Mark Twain's Mississippi

A Polarizing Border, 1800-1850

by Peter J. Kastor, PhD, Washington University

The changes in the Mississippi Valley from 1800-1850 represented a condensed version of the broader changes that would occur throughout North America during the eighteenth and nineteenth century. Not only did the last vestiges of Indian power collapse in the faced of white supremacy, but the fluid and complex relationships that had marked life for so long gave way to an increasingly simplistic racial hierarchy.
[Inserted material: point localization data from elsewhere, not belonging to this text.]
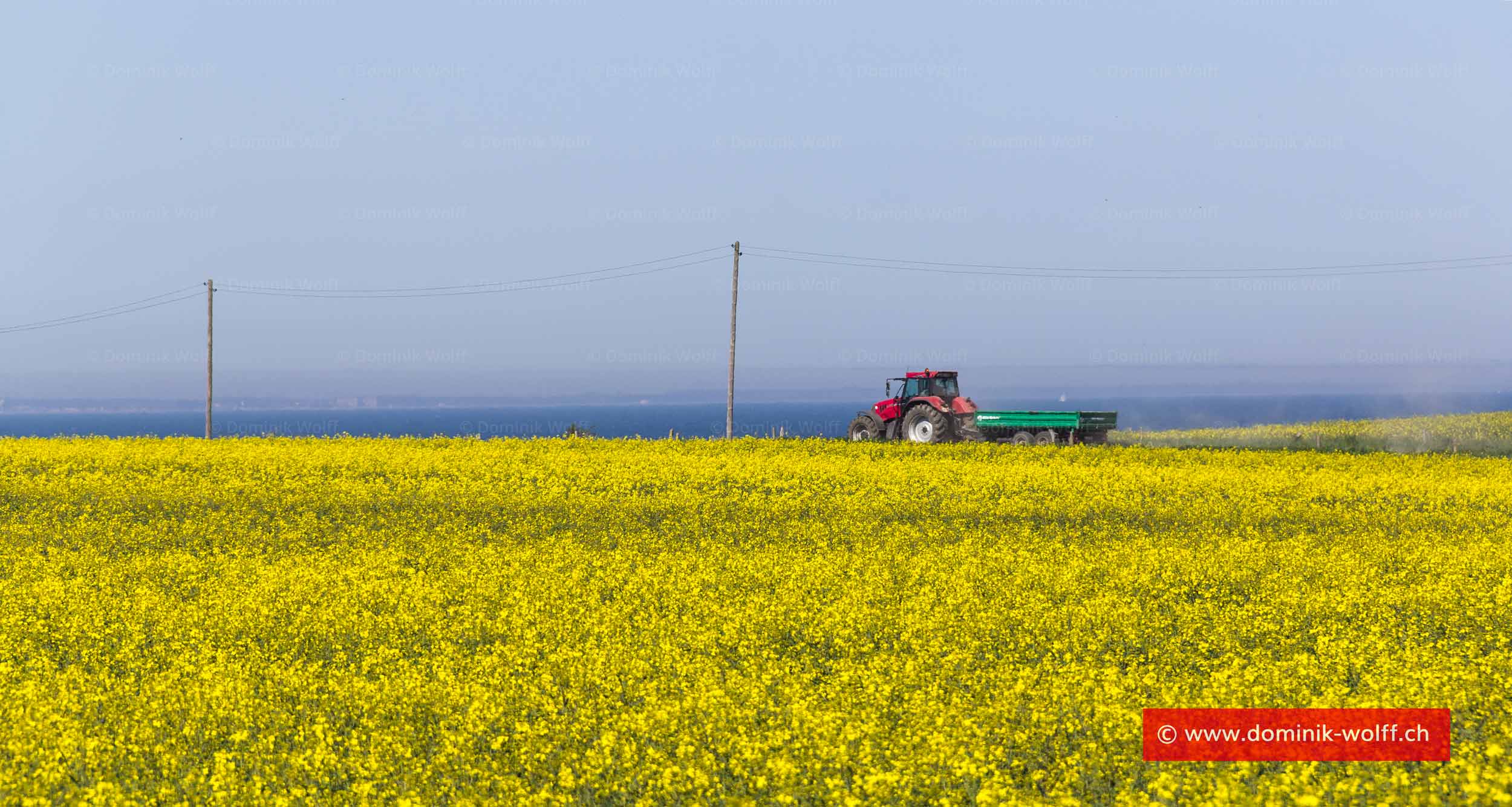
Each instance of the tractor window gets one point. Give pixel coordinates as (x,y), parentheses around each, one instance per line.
(944,387)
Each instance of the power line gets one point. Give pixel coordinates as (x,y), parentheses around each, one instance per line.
(1150,269)
(1060,275)
(102,313)
(353,295)
(481,287)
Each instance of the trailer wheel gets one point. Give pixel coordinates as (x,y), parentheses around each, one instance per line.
(924,425)
(966,430)
(865,428)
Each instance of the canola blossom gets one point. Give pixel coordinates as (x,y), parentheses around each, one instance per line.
(570,621)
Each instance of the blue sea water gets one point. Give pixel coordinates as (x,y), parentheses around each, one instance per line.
(708,419)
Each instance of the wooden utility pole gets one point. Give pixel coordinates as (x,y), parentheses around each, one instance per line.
(209,353)
(735,296)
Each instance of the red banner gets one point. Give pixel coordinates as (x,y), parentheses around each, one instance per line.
(1307,735)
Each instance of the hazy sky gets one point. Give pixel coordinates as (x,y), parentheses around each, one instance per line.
(327,144)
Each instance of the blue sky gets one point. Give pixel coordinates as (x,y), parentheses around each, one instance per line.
(324,144)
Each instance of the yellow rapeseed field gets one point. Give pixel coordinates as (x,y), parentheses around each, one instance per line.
(548,621)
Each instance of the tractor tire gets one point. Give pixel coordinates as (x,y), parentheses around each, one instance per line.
(865,428)
(926,425)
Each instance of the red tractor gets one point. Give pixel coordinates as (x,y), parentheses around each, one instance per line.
(927,408)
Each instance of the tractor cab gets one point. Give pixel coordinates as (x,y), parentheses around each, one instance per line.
(930,383)
(927,384)
(926,408)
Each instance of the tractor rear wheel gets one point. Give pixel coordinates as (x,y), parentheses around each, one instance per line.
(865,428)
(926,425)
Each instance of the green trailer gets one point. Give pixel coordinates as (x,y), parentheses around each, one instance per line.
(1045,428)
(929,408)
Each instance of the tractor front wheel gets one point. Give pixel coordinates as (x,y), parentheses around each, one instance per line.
(865,428)
(926,425)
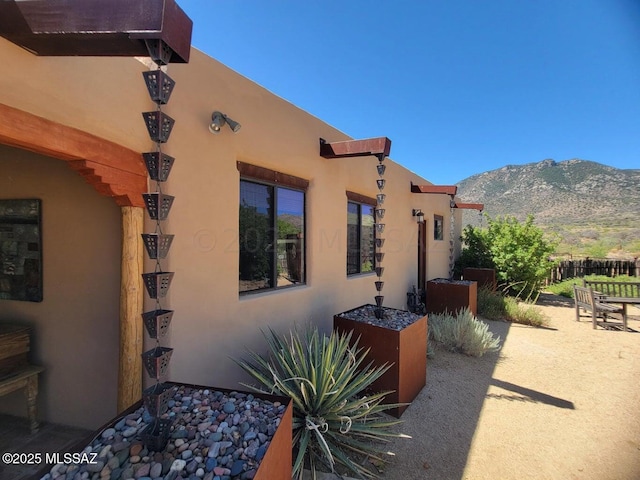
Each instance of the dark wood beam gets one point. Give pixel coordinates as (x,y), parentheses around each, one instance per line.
(113,170)
(96,27)
(470,206)
(444,189)
(355,148)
All of the factors at work in the Mississippi Valley—demography, commerce, diplomacy, and culture—came together to reshape these racial relationships. For example, the Europeans who vied for control of the Mississippi in 1800 may have each sought racial control, but they lacked the diplomatic power to do so. Meanwhile, the relative scarcity of white settlers made the Europeans dependent on Indians for trade. Indians welcomed this state of affairs, since the needs of Europeans for diplomatic allies or for trading partners often placed Indians in advantageous situations. Nothing exemplified this state of affairs better than the large population of mixed-race peoples who occupied the Mississippi Valley. In addition to the Métis in the mid and upper Mississippi Valley, the lower Mississippi Valley was home to a large population with African and European ancestry. That mixed-race population formed the majority of the free people of color in New Orleans, the largest and most prosperous free black community anywhere in North America. These mixed-race populations all secured their goals by exploiting the economic and diplomatic realities that continued to shape life on the Mississippi.

This does not mean that residents of the Mississippi Valley had somehow overcome the challenge of racial tension. To the contrary, the Mississippi Valley had experienced intense, often violent racial conflicts. For example, the largest slave revolt in U.S. history occurred in 1811 in the plantation district fronting the Mississippi just outside New Orleans. Rather, it was the pragmatic realities of a frontier culture that created these racial relationships. The same overlap of commerce, diplomacy, and culture would lead to equally important changes in the racial landscape during the nineteenth century. The Louisiana Purchase, the subsequent resolution of diplomatic affairs, and the movement of white settlers and African American slaves to the Mississippi Valley in Antebellum Era enabled the federal government to consolidate its power over the residents of the Mississippi. The racial implications of this change were rooted in a culture that made white residents of the United States profoundly different from the Indians or the Europeans who had preceded them. The United States government and its citizens saw no reason for the sort of racial give-and-take that had characterized life in the Mississippi Valley for so long.

Along the way, the Mississippi River became an increasingly polarized racial border. For decades, it served as the unofficial line separating places of white and Indian control. As Indian power collapsed along with Indian populations in the second quarter of the nineteenth century, the river would force Americans to face the implications of racial tension between white and black. For example, the Mississippi River both connected and divided the free state of Illinois from the slave state of Missouri. The most explosive legal case of black slavery—Dred Scott v. Sanford—concerned a Missouri slave who claimed that his long residence in Illinois entitled him to freedom.Mississippi River at Cairo, Illinois, mid-nineteenth century

While white residents in the free states of the Mississippi Valley might oppose the power that slaveholders and slaveholding states derived from unfree labor, few of them were eager to welcome free people of color. As a result, the Mississippi Valley may have contained two very different legal systems based on race—one that permitted enslavement and one that did not—but white residents throughout the Valley saw benefits to the own racial supremacy. African-Americans saw the Valley in very different ways. They knew that Louisiana and Mississippi were home to largest, most brutal slave systems in the United States, but they also knew that New Orleans had more opportunities for free people of color than anywhere else in the South. Whether enslaved or free, African Americans in the Deep South also concluded that places like Illinois or Iowa might offer them the best chance for a new future, emphasizing the language of freedom enshrined in the history of those states rather than the anti-black attitudes that often prevailed.